Temporary directory too small for MySQL

The systemwide TMP-directories are max. 2GB in size. MySQL uses the TMP-directory for table copies, for example during "optimize". This implies that the maximum size would be limited to around 2GB, which is not acceptable.

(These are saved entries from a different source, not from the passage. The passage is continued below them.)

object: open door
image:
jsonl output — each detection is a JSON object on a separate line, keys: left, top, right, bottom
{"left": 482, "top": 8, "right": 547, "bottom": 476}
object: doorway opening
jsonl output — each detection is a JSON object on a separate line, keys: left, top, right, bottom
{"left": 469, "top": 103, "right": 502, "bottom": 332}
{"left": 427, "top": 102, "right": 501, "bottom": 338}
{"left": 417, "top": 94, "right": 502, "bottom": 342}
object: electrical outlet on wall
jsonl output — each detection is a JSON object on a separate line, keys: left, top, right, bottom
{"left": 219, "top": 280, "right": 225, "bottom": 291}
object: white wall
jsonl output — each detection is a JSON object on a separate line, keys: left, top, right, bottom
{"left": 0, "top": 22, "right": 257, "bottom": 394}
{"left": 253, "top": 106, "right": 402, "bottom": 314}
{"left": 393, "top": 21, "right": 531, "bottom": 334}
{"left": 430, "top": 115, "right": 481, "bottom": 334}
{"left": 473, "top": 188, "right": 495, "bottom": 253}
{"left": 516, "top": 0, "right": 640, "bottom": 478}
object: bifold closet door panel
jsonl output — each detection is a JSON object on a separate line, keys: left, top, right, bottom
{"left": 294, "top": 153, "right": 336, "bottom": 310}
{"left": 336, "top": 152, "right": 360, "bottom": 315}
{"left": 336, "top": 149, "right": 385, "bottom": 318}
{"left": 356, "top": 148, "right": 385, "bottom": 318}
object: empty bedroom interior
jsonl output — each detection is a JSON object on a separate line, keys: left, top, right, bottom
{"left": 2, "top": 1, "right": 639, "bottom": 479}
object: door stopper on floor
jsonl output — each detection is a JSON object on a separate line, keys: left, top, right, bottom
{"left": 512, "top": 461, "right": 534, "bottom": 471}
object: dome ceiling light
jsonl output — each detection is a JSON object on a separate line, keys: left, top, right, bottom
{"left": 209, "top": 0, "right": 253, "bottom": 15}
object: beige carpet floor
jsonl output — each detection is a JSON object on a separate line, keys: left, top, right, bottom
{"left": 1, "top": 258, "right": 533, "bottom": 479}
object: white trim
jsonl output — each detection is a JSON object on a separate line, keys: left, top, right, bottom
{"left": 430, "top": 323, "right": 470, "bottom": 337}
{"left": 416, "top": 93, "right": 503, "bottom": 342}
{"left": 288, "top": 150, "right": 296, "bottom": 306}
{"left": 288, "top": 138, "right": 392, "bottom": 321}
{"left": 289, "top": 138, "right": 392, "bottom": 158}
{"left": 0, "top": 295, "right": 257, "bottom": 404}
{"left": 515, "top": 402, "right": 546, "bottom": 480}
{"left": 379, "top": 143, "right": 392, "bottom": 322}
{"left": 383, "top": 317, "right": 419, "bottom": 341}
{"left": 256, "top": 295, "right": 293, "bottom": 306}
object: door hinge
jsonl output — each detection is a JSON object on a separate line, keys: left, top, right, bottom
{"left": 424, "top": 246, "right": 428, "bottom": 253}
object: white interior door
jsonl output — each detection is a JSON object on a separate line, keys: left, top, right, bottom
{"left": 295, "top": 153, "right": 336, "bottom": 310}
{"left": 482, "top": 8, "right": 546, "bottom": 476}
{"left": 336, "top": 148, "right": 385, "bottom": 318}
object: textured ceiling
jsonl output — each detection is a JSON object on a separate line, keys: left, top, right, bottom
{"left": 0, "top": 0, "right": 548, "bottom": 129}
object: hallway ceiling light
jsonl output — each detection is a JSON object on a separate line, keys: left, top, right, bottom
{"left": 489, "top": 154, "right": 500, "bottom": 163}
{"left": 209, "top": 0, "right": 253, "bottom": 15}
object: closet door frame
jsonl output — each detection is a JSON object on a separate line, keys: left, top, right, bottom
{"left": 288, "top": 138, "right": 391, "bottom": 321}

Solution: I've created a TMP-directory specifically for MySQL, and added a setting in /etc/my.cnf to make these change take effect:

 [root@nlvud140 /]# ls -ld /var/lib/mysql-tmp/
 drwxr-x---  2 mysql mysql 4096 Jan 24 11:39 /var/lib/mysql-tmp/

 [root@nlvud140 /]# cat /etc/my.cnf
 [mysqld]
 datadir=/var/lib/mysql
 tmpdir=/var/lib/mysql-tmp
 socket=/var/lib/mysql/mysql.sock
 # Default to using old password format for compatibility with mysql 3.x
 # clients (those using the mysqlclient10 compatibility package).
 old_passwords=1
 
 [mysql.server]
 user=mysql
 basedir=/var/lib
 
 [mysqld_safe]
 err-log=/var/log/mysqld.log
 pid-file=/var/run/mysqld/mysqld.pid

Host is not allowed to connect to this MySQL server

When trying to connect to the database server remotely, you may encounter the following error:

 [root@nlvud141 ~]# mysql -h mysql.gdc1.ce.philips.com
 ERROR 1130 (00000): #HY000Host 'nlvud141.gdc1.ce.philips.com' is not allowed to connect to this MySQL server

This error is confusing at first; we're not even at the user/password stage, as was verified using telnet:

 [root@nlvud141 ~]# telnet mysql 3306
 Trying 130.144.23.140...
 Connected to nlvud140.gdc1.ce.philips.com (130.144.23.140).
 Escape character is '^]'.
 [#HY000Host 'nlvud141.gdc1.ce.philips.com' is not allowed to connect to this MySQL server
 Connection closed by foreign host.

It turns out that MySQL checks if there is any user with sufficient privileges to access MySQL from that remote host, even before presenting the user/password dialog.

Solution: create a dummy user named "remote-access", with no privileges at all. I set a generated password on this account, to prevent anonymous logins.